On top of that, it was announced yesterday that CitiGroup would be acquiring all the Wachovia branches and other areas having to do with their banking.  Wachovia as an entity will still exist due to the fact that they have dealings outside the banking industry, but it’s still intimidating to think that everyone who banks with them just got rolled over into another bank by no choice of their own.

Another example is that the Lehman Brothers bank was bought out by Barclays Capital.  This was really the beginning of the end if you look at it from a timeline point of view.  This destabilization started a ripple effect that we’re all feeling.  This started talks of a downward spiral that the government was contemplating stepping in to prevent, but that didn’t go quite according to plan.

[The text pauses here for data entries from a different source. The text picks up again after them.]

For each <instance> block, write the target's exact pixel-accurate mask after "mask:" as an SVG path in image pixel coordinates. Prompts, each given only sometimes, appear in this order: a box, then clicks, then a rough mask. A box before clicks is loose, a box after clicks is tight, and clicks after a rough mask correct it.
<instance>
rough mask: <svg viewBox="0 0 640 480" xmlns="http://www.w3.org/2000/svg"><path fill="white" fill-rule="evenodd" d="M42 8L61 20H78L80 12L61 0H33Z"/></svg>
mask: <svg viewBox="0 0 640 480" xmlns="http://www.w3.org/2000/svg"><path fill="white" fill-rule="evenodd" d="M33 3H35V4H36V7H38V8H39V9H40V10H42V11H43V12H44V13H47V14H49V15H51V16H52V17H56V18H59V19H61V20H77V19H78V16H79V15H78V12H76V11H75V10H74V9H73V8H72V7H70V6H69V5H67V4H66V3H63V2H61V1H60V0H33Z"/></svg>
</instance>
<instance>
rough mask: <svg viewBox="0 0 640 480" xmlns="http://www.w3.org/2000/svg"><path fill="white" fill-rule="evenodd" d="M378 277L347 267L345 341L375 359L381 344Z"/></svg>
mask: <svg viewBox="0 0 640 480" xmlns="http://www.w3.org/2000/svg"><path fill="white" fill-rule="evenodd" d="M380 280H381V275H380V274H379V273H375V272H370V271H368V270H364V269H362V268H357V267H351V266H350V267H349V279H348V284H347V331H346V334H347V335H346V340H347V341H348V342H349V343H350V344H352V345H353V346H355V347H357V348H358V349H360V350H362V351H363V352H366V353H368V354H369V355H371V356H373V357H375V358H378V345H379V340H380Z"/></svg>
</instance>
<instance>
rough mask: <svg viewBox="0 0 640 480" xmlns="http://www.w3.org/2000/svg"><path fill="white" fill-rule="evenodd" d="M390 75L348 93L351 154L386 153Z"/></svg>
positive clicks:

Yesterday afternoon the House of Representatives rejected a $700 billion bailout plan and as a result the DOW plummetted a massive 777.88 points, the largest decrease in one day in the history of the stock market.  And as selfish as I’ll readily admit it was, my first thought was not for anyone but myself.  “What’s gonna happen to my 401k?” I thought.  I’ve been contributing for over a year and a half and have a nice chunk of money in it.  Nothing huge, but a sum I’m proud to say I set aside for my future without spending on something frivolous in the present.  However, due to stock market trends I’ve steadily lost money as I contributed, and have seen a decline of over $400 recently.  That’s not even taking into account the waves that have been created in the past 2 weeks.  I’m afraid to check my 401k today to see where it’s at.

I’m trying to remain optimistic though.  It can’t last forever, right?  I don’t believe for a second that the American economy will completely crumble and that I’ll be foraging for food in the wilderness within the year.  I’ve heard arguments both for and against the idea that we’re entering another era of Great Depression.  I can’t say whether or not I think this is true because I honestly just don’t know enough about happened the first time around.  But after all that’s gone on recently, it may be time for a little history review.